To build PySparkling for Spark with specific Scala version:

  1. Clone Sparkling Water Repo
git clone http://github.com/h2oai/sparkling-water
cd sparkling-water
  1. Point $SPARK_HOME environmental variable to Spark you want to build PySparkling for.
  2. Build PySparkling with the Scala version your Spark is built with.
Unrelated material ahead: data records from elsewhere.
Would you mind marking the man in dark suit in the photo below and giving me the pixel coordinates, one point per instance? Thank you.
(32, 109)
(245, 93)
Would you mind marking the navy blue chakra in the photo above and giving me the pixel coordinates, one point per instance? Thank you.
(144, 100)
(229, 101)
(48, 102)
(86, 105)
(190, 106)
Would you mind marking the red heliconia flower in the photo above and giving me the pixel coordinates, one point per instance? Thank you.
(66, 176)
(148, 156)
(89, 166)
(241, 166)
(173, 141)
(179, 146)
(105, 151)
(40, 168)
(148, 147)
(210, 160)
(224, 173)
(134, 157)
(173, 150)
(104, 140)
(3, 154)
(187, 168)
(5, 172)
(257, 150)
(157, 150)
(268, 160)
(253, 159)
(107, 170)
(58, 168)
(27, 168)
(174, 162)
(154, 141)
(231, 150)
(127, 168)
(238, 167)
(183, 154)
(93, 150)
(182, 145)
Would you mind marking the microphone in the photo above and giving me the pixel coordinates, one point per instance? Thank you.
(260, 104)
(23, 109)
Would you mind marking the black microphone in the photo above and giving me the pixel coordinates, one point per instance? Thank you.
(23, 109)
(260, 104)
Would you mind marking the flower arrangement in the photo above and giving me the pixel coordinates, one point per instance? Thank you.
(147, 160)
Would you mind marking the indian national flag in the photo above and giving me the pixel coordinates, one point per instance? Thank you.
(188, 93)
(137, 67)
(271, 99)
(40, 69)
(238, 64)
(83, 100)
The supported Scala versions are 2.11 and 2.10. To build it, for example, with Scala 2.11, use:
./gradlew build -x check -PscalaBaseVersion=2.11
  1. The final PySparkling zip file is located in the py/build/dist directory of the Sparkling Water project.

The Sparkling Water Python Module

Prepare the environment

  1. Either clone and build Sparkling Water project
   git clone http://github.com/h2oai/sparkling-water
   cd sparkling-water
   ./gradlew build -x check


or download and unpack sparkling water release from  `here <https://www.h2o.ai/download/>`_.
  1. Configure the location of Spark distribution and cluster:
export SPARK_HOME="/path/to/spark/installation"
export MASTER='local[*]'

Run PySparkling interactive shell

  1. Ensure you are in the Sparkling Water project directory and run PySparkling shell:
bin/pysparkling

The pysparkling shell accepts common pyspark arguments.

For running on YARN and other supported platforms please see Running Sparkling Water on supported platforms.

  1. Initialize H2OContext
from pysparkling import *
import h2o
hc = H2OContext.getOrCreate(spark)

Run IPython Notebook with PySparkling

PYSPARK_DRIVER_PYTHON="ipython" PYSPARK_DRIVER_PYTHON_OPTS="notebook" bin/pysparkling

For running on Windows, the syntax would be:

SET PYSPARK_DRIVER_PYTHON=ipython
SET PYSPARK_DRIVER_PYTHON_OPTS=notebook
bin/pysparkling

Run IPython with PySparkling

PYSPARK_DRIVER_PYTHON="ipython" bin/pysparkling

Use PySparkling in Databricks Cloud

In order to use PySparkling in Databricks cloud, PySparkling module has to be added as a library to current cluster. PySparkling can be added as library in two ways. You can either upload the PySparkling source zip file or add the PySparkling module from PyPI.

If you choose to upload PySparkling zip file, don’t forget to add libraries for following python modules: request, tabulate and future. The PySparkling zip file is available in py/dist directory in both built Sparkling Water project and downloaded Sparkling Water release.